Special dietary instructions:
Talk to your doctor about drinking grapefruit juice while taking this medication.
If I forget a dose:
Skip the missed dose and continue your regular dosing schedule. Do not use a double dose to make up for a missed one.
What side effects:
Fluticasone may cause side effects. Tell your doctor if any of these symptoms are severe or do not go away:
stuffy or runny nose
back or joint pain
Some side effects can be serious. The following symptoms are uncommon, but if you experience any of them, call your doctor immediately:
sore throat, cough, fever, chills, or other signs of infection
painful white patches in mouth or throat
burning or tingling in hands, feet, arms, or legs
new or increased acne (pimples)
enlarged face and neck
irregular menstruation (periods)
swelling of the face, throat, tongue, lips, eyes, hands, feet, ankles, or lower legs
difficulty breathing or swallowing
chest pain or tightness
red or fluid filled bumps on skin
burning, tingling, or numbness in arms or legs
Fluticasone may cause children to grow more slowly. It is not known whether using fluticasone decreases the final adult height that children will reach. Talk to your child's doctor about the risks of giving this medication to your child.

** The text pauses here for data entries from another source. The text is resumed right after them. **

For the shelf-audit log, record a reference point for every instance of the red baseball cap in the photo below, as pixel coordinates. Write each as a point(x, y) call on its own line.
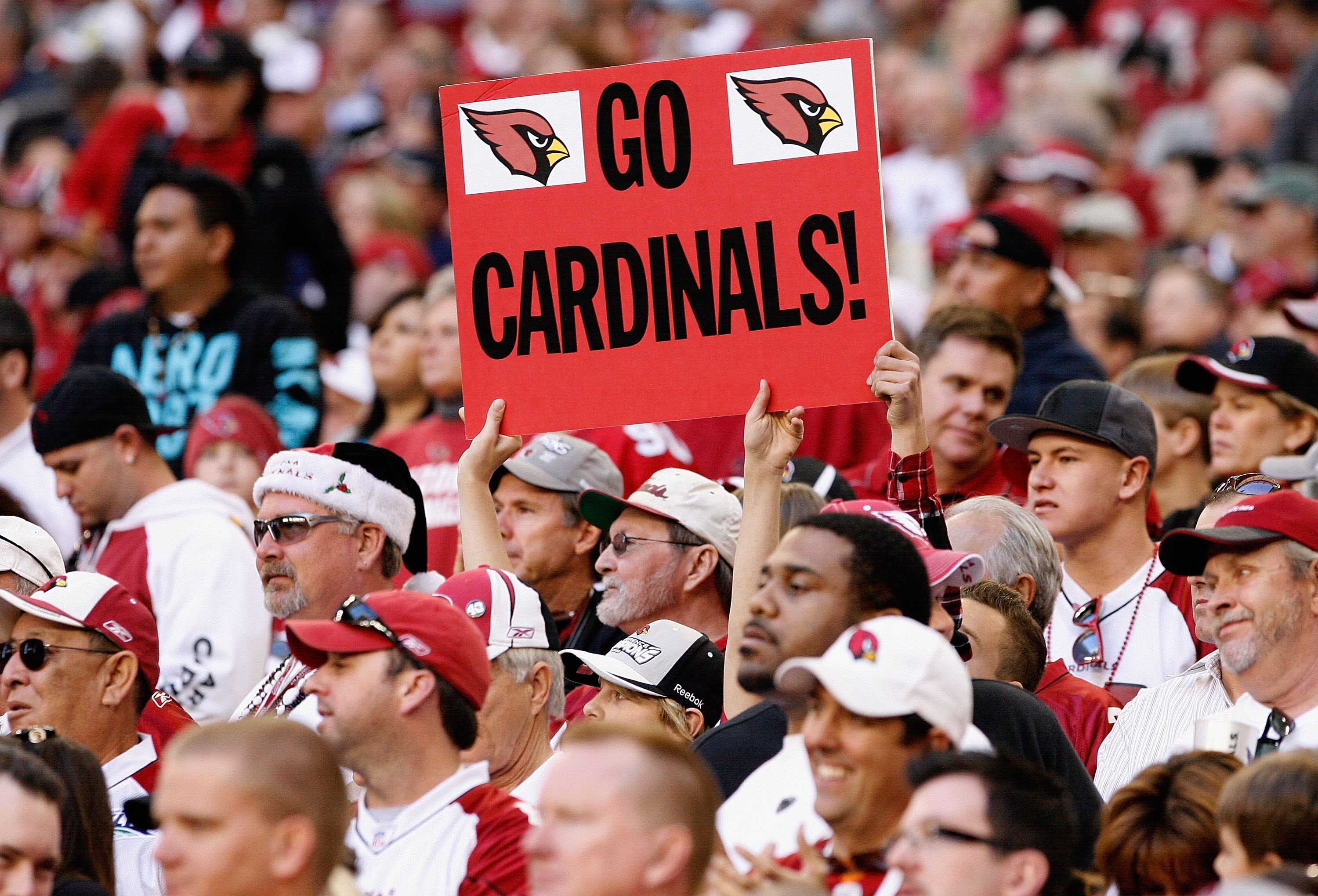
point(1256, 522)
point(963, 568)
point(87, 600)
point(508, 612)
point(434, 632)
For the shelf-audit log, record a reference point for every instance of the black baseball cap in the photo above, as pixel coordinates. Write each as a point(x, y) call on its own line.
point(1258, 363)
point(217, 54)
point(87, 404)
point(1094, 410)
point(666, 659)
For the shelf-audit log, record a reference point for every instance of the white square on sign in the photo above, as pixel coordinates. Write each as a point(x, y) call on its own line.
point(522, 141)
point(793, 111)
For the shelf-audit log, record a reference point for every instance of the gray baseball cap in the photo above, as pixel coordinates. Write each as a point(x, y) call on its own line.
point(1090, 409)
point(562, 463)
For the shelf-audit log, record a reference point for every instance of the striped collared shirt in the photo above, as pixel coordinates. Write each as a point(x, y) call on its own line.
point(1160, 724)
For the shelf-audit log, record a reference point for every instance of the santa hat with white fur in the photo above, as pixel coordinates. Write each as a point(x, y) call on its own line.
point(358, 480)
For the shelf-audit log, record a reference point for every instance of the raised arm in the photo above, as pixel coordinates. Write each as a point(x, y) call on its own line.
point(771, 439)
point(478, 521)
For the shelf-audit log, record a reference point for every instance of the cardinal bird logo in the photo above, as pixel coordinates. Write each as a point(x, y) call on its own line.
point(522, 140)
point(794, 108)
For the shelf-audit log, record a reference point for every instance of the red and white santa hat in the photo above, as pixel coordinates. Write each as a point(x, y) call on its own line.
point(945, 568)
point(505, 609)
point(356, 480)
point(87, 600)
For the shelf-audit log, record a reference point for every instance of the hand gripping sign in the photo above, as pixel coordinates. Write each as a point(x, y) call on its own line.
point(646, 243)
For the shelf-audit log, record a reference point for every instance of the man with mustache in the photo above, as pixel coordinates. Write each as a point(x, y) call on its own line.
point(1260, 578)
point(334, 521)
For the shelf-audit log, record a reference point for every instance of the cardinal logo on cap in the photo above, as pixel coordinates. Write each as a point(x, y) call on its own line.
point(864, 646)
point(1242, 351)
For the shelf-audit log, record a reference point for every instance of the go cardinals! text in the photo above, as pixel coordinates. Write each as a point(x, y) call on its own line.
point(674, 286)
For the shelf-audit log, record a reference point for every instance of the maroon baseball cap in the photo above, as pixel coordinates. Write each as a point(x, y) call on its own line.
point(431, 630)
point(87, 600)
point(1259, 521)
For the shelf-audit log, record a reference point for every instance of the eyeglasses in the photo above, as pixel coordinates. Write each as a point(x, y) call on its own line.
point(621, 542)
point(1278, 723)
point(1088, 649)
point(33, 736)
point(919, 838)
point(356, 612)
point(35, 651)
point(1249, 484)
point(292, 527)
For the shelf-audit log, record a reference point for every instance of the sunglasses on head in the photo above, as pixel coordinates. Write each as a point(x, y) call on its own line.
point(290, 529)
point(1249, 484)
point(33, 653)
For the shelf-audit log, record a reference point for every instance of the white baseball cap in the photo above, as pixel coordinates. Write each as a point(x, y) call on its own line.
point(682, 496)
point(28, 550)
point(889, 667)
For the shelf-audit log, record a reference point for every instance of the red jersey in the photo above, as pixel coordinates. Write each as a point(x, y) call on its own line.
point(431, 448)
point(1085, 711)
point(860, 875)
point(843, 435)
point(640, 450)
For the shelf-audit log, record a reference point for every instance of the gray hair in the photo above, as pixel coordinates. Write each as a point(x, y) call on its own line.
point(518, 663)
point(1025, 547)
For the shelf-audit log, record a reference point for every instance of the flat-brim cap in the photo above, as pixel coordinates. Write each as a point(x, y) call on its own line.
point(1253, 524)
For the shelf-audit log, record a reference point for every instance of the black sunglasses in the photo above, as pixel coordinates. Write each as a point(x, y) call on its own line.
point(290, 529)
point(33, 653)
point(1278, 723)
point(1249, 484)
point(356, 612)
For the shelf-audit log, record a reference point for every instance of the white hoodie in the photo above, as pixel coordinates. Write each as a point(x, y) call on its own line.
point(188, 551)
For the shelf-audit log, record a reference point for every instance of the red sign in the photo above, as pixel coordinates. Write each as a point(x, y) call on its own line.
point(646, 243)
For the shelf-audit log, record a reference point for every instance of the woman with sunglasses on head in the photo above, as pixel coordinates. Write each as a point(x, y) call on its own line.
point(86, 838)
point(1264, 401)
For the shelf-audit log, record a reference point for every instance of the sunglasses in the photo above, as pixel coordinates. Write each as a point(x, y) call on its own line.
point(356, 612)
point(1278, 723)
point(33, 653)
point(292, 527)
point(1088, 649)
point(1249, 484)
point(621, 542)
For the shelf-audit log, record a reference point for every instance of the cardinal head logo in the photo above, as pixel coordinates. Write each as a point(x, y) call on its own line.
point(794, 108)
point(522, 141)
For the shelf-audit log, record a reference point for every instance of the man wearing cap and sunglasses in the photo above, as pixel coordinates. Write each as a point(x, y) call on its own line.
point(82, 658)
point(334, 521)
point(1123, 621)
point(181, 547)
point(400, 679)
point(1260, 576)
point(1006, 265)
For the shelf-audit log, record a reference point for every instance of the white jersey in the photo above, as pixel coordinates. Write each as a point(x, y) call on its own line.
point(462, 838)
point(1154, 630)
point(33, 485)
point(186, 550)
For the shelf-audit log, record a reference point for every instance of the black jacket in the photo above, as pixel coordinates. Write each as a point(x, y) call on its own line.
point(256, 346)
point(289, 215)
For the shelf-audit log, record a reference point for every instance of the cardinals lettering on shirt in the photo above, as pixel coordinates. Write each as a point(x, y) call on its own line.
point(703, 281)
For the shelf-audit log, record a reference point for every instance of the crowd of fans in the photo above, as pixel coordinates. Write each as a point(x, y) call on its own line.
point(1040, 620)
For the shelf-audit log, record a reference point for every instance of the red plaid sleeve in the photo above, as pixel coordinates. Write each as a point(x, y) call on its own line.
point(911, 485)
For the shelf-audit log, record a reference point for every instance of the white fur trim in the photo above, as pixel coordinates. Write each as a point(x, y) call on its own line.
point(323, 479)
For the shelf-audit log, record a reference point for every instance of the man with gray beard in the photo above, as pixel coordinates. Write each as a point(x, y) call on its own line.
point(669, 553)
point(334, 521)
point(1260, 579)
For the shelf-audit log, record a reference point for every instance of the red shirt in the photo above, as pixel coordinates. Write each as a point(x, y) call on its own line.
point(845, 877)
point(431, 448)
point(1085, 711)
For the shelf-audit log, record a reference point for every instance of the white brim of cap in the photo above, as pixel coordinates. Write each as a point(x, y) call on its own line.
point(615, 672)
point(800, 675)
point(40, 612)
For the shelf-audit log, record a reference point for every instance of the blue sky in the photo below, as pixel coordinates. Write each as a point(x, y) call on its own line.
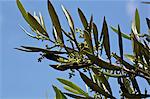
point(21, 76)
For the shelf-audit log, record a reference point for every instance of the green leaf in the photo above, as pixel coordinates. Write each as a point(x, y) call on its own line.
point(73, 86)
point(106, 41)
point(76, 96)
point(94, 86)
point(71, 90)
point(88, 40)
point(55, 21)
point(36, 26)
point(103, 79)
point(120, 42)
point(83, 18)
point(148, 23)
point(137, 21)
point(126, 64)
point(135, 84)
point(29, 34)
point(95, 33)
point(101, 63)
point(70, 66)
point(69, 19)
point(59, 94)
point(36, 49)
point(122, 34)
point(130, 57)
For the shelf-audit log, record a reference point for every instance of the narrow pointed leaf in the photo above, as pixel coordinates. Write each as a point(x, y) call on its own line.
point(36, 26)
point(106, 41)
point(94, 86)
point(103, 79)
point(59, 94)
point(83, 18)
point(148, 23)
point(73, 86)
point(130, 57)
point(122, 34)
point(69, 19)
point(71, 90)
point(88, 40)
point(101, 63)
point(76, 96)
point(55, 21)
point(36, 49)
point(95, 33)
point(137, 20)
point(120, 42)
point(135, 84)
point(90, 26)
point(126, 64)
point(70, 66)
point(29, 34)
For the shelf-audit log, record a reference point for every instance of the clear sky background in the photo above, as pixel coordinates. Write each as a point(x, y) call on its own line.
point(21, 76)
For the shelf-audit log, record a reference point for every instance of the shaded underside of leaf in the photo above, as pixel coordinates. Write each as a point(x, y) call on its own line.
point(120, 42)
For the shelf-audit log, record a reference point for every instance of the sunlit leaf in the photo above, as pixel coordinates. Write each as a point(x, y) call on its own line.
point(122, 34)
point(69, 66)
point(126, 64)
point(101, 63)
point(76, 96)
point(73, 86)
point(130, 57)
point(88, 40)
point(106, 41)
point(69, 19)
point(135, 84)
point(36, 26)
point(29, 34)
point(36, 49)
point(137, 20)
point(94, 86)
point(59, 94)
point(120, 42)
point(83, 18)
point(103, 79)
point(95, 33)
point(55, 21)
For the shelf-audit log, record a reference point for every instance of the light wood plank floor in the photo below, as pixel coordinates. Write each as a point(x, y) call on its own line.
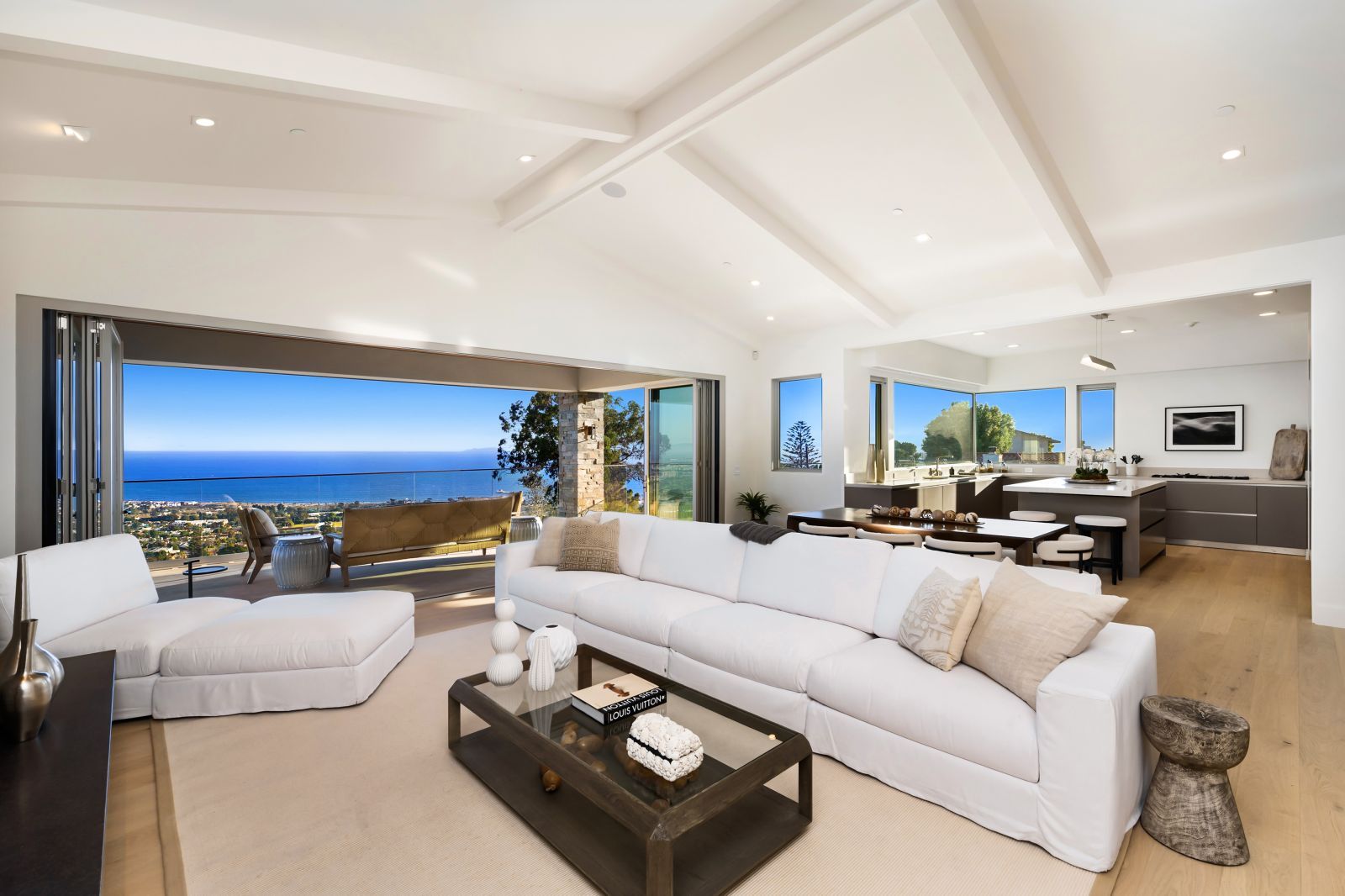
point(1232, 629)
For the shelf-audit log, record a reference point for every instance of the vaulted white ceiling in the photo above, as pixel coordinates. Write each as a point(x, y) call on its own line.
point(1039, 143)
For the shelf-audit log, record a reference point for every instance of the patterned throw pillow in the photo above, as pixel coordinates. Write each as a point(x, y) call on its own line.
point(1028, 627)
point(939, 619)
point(589, 546)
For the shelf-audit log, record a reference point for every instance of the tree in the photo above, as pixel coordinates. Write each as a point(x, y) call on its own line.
point(800, 448)
point(531, 448)
point(994, 430)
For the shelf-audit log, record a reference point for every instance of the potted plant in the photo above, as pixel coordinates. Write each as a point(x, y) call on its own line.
point(757, 505)
point(1133, 465)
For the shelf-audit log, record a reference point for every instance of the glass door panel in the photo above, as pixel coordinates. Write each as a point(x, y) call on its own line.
point(672, 452)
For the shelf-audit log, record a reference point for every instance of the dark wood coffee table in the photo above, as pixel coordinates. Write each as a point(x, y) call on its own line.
point(706, 837)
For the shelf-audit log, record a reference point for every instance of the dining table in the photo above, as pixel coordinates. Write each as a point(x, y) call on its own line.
point(1020, 535)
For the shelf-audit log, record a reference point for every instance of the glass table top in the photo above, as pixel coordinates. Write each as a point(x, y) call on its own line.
point(731, 737)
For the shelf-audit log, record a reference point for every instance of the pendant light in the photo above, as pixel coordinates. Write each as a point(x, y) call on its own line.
point(1096, 362)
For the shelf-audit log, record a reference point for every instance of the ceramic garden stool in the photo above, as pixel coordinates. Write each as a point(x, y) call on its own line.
point(1190, 804)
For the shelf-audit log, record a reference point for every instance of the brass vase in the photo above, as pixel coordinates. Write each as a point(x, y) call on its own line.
point(44, 660)
point(26, 696)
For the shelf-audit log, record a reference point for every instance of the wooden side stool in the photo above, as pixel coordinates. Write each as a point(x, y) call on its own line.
point(1190, 804)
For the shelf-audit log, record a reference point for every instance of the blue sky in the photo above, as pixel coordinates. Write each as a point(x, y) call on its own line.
point(193, 409)
point(800, 400)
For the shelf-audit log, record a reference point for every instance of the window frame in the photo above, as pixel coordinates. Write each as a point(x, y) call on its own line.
point(775, 424)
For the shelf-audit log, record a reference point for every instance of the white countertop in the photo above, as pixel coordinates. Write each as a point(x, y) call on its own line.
point(1062, 486)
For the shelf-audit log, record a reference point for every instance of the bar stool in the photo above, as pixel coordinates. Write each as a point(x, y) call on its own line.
point(1032, 515)
point(837, 532)
point(1116, 557)
point(988, 549)
point(1067, 551)
point(894, 539)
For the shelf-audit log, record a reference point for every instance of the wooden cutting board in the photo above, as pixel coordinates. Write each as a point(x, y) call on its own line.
point(1289, 456)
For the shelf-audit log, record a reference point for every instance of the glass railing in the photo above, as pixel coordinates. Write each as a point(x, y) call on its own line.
point(179, 519)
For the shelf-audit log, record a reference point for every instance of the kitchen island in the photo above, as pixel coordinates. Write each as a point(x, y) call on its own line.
point(1141, 502)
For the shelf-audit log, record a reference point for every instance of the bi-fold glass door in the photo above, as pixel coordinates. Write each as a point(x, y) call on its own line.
point(82, 430)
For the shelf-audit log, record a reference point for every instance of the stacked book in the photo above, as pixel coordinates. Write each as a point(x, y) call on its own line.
point(618, 700)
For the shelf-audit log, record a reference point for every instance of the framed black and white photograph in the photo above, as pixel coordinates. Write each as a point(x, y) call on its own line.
point(1205, 428)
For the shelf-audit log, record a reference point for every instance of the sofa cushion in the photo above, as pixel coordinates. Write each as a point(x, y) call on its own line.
point(293, 631)
point(831, 579)
point(694, 556)
point(139, 635)
point(908, 568)
point(591, 546)
point(551, 588)
point(78, 584)
point(768, 646)
point(958, 712)
point(641, 609)
point(636, 539)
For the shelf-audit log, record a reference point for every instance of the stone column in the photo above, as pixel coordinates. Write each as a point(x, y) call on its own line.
point(582, 452)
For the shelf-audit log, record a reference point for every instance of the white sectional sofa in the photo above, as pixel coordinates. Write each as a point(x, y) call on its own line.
point(804, 631)
point(208, 656)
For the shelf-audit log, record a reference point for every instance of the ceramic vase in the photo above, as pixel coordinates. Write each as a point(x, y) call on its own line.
point(44, 660)
point(562, 645)
point(541, 674)
point(26, 694)
point(504, 667)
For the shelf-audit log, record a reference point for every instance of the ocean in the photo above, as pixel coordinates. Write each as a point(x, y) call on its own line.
point(313, 477)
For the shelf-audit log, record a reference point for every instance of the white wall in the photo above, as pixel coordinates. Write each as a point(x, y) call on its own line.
point(1320, 262)
point(446, 282)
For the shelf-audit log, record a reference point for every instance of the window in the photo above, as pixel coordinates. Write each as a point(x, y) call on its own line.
point(878, 435)
point(931, 425)
point(798, 412)
point(1021, 427)
point(1098, 417)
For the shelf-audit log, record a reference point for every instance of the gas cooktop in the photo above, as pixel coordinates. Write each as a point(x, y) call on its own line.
point(1195, 477)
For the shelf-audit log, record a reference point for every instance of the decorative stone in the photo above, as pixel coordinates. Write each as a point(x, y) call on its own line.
point(541, 674)
point(564, 645)
point(1190, 806)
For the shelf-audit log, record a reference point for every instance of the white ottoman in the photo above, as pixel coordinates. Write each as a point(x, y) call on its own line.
point(289, 651)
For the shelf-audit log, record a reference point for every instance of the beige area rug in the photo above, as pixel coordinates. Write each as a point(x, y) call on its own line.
point(367, 799)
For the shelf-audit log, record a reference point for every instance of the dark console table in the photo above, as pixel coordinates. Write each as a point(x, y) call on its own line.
point(54, 788)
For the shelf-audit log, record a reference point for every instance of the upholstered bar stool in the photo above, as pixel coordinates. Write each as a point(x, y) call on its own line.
point(837, 532)
point(1032, 515)
point(988, 549)
point(1116, 556)
point(894, 539)
point(1067, 551)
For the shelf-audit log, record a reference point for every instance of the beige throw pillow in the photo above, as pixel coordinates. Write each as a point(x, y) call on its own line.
point(548, 552)
point(589, 546)
point(1026, 629)
point(939, 619)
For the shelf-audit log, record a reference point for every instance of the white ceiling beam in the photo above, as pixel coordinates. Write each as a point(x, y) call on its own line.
point(92, 34)
point(959, 40)
point(782, 46)
point(699, 167)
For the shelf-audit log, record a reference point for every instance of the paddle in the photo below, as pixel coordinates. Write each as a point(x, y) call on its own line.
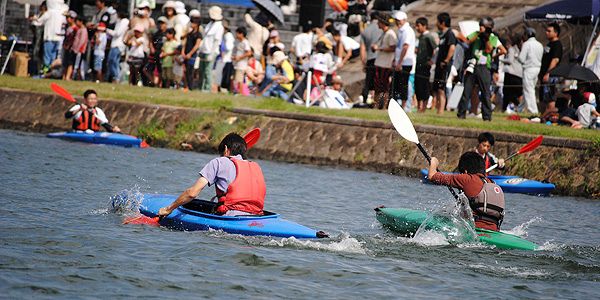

Fluticasone may increase your risk of developing osteoporosis (a condition in which the bones become thin and weak and break easily). Talk to your doctor about the risks of using this medication.
Fluticasone may cause other side effects. Call your doctor if you have any unusual problems while taking this medication.
What storage conditions:
Keep this medication in the container it came in, tightly closed, and out of reach of children. Store it at room temperature and away from excess heat and moisture (not in the bathroom). Store the inhalation aerosol with the mouthpiece down and protect it from freezing and direct sunlight. Throw away any medication that is outdated or no longer needed. Talk to your pharmacist about the proper disposal of your medication. Do not puncture the aerosol container and do not throw it away in an incinerator or fire.
In case of overdose:
In case of overdose, call your local poison control center. If the victim has collapsed or is not breathing, call local emergency services at 911.
Inhaling too much fluticasone on a regular basis over a long period of time may cause the following symptoms:
enlarged face and neck
new or worsening acne
irregular menstrual periods
loss of appetite
fainting or dizziness when standing up from a sitting or lying position
darkening of skin
If you are using the aerosol, you should clean your inhaler at least once a day. Remove the metal canister and rinse the case and cap in warm running water. Dry thoroughly and replace the canister and cap.
Keep all appointments with your doctor.
Do not let anyone else take your medication. Ask your pharmacist any questions you have about refilling your prescription.